A l’inverse, le positionnement sur un composant d’infrastructure, comme l’hyperviseur (solution NSX de VMware) permet un fonctionnement indépendant de la ressource protégée, mais ne prend pas en compte directement les composants non virtualisés.
L’approche pure réseau, comme le propose Cisco avec Tetration, agit au niveau de l’orchestration du réseau. Cela nécessite la mise en place d’une infrastructure de collecte des données (création des matrices de flux). L’application des politiques est ensuite directement appliquée sur les commutateurs (physique et virtuel). Cette approche repose sur l’utilisation des ACL sur les commutateurs. L’impact de la mise en œuvre doit donc être analysé précisément.
Une dernière approche repose sur l’utilisation de cartes réseau spécialisées intégrant des composants dédiés à la segmentation (solution ServerLock de Solaflare). Le fonctionnement de cette solution doit être pris en compte lors de l’acquisition des équipements.
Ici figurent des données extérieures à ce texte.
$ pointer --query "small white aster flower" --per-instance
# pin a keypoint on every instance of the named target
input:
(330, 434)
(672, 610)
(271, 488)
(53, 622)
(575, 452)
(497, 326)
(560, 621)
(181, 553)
Cela rend la mise en place délicate dans un parc existant. Evidemment le support des cartes sur les différentes plateformes matérielles est un autre point important. Cette dernière solution semble, a priori, être destinée à des cas d’usage bien précis.
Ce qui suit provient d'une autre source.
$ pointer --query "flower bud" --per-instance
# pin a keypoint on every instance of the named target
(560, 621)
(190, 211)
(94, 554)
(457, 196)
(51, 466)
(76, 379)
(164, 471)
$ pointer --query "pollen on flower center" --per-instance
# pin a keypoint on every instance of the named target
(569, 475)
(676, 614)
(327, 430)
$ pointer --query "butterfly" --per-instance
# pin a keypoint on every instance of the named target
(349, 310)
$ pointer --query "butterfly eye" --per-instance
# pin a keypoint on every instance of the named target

En conséquence, le choix d’une solution doit être mûrement réfléchi pour intégrer les différents cas d’usage, le type d’hébergement, les contraintes techniques ou réglementaires….
Le concept de micro-segmentation n’est pas récent mais suit l’évolution des infrastructures vers le Software Design.
Dans tous les cas, sa mise en œuvre doit se faire de manière réfléchie et étudiée. Une bonne connaissance du SI étant le prérequis indispensable à sa mise en œuvre.